At every job I've ever worked, you're paid for your output, not to socialize.
If the manager chooses to deliver business value by hiring humans instead of robots, the manager is obligated to care about the fact they are human and help them improve their productivity, to ensure that effort the company spends training the employee is not wasted if they lose morale and leave, and so forth.
A manager who ignores these responsibilities might be great at pursuing an ideal, but their job is not pursuing an ideal. Their job is delivering business value.
If the human you hire needs to socialize to be productive, that's no different from the printer you bought needing toner to be productive. Telling a printer without toner "You're paid for your output" is shirking your responsibilities.
(There are certainly a lot of managers—and a lot of businesses—that are more interested in pursuing some philosophy of how business should be run than effectively delivering business value. They are objectively wrong.)
> At every job I've ever worked, you're paid for your output, not to socialize.
Of course, but if socializing increases output, then aren't they the same thing?
The idea that you can just hire people who will never feel lonely (or have some other problems in their life) is in itself quite amusing.
There are three kinds of power in an organization role, expert, and relationship. Role power is actually the least effective and relationship power is the most.

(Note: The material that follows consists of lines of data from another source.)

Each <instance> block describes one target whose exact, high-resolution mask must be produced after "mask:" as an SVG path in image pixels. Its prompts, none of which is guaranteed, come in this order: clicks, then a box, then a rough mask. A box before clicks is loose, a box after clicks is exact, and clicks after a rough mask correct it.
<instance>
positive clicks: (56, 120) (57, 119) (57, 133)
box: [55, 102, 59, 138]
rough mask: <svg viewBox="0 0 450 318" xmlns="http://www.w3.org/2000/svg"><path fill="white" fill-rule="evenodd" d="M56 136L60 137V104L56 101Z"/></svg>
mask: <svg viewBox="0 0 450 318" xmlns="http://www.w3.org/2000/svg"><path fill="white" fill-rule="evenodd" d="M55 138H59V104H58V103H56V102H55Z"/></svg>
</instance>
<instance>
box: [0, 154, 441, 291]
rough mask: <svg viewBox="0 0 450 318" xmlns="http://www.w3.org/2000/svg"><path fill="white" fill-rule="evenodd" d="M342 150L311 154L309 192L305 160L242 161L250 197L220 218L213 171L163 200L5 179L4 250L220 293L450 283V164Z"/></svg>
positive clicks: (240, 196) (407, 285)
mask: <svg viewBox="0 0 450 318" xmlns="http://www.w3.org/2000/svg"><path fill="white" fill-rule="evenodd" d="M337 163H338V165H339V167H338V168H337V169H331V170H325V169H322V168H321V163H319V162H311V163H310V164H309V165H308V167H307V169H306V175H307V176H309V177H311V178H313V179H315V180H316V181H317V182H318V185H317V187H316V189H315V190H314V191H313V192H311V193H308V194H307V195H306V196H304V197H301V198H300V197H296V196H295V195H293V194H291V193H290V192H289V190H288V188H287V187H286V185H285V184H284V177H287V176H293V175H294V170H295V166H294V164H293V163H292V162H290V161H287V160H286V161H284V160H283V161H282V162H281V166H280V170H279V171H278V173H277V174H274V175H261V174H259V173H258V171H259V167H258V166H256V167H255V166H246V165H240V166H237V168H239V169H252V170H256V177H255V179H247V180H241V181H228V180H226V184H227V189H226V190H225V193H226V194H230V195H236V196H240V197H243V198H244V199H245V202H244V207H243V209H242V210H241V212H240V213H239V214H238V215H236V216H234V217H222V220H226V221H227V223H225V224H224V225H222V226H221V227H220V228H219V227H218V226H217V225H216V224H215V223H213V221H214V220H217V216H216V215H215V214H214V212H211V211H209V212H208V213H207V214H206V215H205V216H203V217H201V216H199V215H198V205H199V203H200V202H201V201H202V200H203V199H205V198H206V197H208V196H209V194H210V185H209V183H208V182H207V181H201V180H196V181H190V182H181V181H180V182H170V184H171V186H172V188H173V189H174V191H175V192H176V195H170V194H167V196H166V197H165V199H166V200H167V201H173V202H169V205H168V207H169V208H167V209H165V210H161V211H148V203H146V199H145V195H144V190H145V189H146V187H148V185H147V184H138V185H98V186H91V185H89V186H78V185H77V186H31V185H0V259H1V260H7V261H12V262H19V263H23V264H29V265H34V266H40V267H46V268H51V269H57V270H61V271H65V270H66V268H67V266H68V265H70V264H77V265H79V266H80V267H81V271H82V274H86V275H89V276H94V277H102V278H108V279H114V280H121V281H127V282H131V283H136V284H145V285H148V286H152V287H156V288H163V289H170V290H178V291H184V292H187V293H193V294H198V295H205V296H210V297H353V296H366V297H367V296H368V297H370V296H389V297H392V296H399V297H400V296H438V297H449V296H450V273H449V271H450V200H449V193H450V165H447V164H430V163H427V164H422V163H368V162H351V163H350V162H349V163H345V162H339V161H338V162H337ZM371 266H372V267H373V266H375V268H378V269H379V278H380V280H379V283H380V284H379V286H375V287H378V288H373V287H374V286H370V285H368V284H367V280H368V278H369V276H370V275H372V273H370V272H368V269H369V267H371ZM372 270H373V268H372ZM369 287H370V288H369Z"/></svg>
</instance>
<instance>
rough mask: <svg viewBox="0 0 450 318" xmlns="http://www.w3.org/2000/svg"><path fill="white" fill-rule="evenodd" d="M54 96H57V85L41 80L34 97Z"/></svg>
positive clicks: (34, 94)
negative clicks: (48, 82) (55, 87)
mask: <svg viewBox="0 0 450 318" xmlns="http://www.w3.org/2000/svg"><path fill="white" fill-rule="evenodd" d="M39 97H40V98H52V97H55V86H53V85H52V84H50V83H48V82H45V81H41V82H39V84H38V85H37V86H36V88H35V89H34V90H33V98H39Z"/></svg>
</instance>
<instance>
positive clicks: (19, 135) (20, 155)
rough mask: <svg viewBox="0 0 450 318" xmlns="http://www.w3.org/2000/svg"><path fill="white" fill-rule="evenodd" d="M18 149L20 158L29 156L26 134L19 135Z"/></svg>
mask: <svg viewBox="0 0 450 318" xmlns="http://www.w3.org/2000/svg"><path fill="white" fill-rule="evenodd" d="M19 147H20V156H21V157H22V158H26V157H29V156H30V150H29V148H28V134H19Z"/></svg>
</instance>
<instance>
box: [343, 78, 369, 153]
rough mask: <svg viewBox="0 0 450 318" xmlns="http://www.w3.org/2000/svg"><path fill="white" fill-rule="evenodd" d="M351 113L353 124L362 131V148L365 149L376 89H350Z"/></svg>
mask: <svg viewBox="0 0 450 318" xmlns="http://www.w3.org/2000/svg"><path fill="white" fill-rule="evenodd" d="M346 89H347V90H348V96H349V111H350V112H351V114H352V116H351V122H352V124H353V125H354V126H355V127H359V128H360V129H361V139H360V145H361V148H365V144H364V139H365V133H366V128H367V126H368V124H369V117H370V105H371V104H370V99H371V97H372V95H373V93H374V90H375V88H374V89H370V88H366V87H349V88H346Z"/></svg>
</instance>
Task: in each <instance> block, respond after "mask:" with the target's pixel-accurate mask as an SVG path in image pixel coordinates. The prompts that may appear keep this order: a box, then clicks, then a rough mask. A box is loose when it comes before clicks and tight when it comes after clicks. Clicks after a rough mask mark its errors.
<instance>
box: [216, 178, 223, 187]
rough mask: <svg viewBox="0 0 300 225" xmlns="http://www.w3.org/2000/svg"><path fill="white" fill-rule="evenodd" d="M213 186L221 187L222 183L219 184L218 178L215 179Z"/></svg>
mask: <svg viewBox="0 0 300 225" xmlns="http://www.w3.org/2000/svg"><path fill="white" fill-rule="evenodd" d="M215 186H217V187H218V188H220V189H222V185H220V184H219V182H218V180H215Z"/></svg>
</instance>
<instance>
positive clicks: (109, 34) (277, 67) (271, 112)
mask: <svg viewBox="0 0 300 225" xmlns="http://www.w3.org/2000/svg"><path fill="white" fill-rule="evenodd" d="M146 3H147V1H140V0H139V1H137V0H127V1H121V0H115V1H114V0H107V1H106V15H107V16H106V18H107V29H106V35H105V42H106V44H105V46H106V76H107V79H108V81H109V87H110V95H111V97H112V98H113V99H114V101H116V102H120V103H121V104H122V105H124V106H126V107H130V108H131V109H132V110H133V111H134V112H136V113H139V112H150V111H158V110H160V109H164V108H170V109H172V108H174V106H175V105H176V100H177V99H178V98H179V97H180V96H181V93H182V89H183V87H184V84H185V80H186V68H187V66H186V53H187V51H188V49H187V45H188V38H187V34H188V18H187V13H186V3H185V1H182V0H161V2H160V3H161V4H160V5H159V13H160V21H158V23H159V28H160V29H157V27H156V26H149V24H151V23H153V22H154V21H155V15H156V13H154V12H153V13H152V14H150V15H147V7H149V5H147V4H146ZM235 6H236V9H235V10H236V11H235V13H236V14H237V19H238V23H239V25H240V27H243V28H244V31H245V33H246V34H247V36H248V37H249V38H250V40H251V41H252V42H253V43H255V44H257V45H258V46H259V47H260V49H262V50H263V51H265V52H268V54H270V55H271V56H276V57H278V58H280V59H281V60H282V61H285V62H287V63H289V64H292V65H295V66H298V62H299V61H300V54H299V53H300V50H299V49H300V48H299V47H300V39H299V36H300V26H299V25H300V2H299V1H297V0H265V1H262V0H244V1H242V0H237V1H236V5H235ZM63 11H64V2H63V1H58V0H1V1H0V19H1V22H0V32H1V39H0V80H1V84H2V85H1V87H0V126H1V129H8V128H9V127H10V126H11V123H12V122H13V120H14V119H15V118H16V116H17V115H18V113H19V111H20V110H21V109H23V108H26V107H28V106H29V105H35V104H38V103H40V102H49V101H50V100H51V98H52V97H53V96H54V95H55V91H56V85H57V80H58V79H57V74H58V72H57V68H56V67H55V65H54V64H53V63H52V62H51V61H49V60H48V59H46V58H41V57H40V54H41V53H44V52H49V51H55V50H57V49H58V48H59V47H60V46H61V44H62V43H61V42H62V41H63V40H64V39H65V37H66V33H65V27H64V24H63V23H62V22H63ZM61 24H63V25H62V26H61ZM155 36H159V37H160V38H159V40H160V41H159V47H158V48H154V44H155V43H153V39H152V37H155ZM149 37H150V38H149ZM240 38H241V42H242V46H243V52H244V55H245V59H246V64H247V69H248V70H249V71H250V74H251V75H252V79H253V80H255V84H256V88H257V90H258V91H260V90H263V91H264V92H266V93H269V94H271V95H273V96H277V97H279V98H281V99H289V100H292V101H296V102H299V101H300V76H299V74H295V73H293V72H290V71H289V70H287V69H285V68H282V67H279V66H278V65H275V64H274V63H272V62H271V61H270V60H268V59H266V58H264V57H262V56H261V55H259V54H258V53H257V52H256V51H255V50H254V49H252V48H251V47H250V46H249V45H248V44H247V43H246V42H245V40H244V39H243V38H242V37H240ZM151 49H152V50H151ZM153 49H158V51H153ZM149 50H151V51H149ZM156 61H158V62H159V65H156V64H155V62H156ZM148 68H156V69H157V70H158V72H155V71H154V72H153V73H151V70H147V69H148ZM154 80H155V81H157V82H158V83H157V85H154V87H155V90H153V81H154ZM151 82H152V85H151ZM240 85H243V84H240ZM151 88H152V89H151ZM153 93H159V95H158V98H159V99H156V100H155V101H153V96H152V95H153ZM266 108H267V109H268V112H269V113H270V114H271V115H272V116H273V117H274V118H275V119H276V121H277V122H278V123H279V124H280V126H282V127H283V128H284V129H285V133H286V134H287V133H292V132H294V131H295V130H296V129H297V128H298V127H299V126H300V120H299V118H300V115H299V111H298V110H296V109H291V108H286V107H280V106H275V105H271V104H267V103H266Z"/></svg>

It took me awhile to learn that. I've gotten a lot further in my career over the last 10 years than the 10 years before that based on building professional relationships and networks both inside and outside of work than I could have solely by becoming more of an "expert". I know people who are just as smart as I am and many who are better technically who haven't gotten as far because they don't build relationships, don't know how manage up, and can't interview well.
I work at a company that has grown and gotten very beuracratic. Other people on the team - including managers - who aren't as effective at getting things done because they have to go through official channels. I've been able to just send a message with a request directly to a person who I knew could do it, get it done and then go through the official process for documentation.
Management is not required to keep me happy, but I'm also not required to work there.
I don't socialize at work to gain friends, I socialize to gain allies. I've had 5 jobs over 10 years.
The funny thing is, for all your cynicism, the world is actually far bleaker than even you paint it. A manager sees being friends with your cow-orkers as a lever to extract unpaid overtime.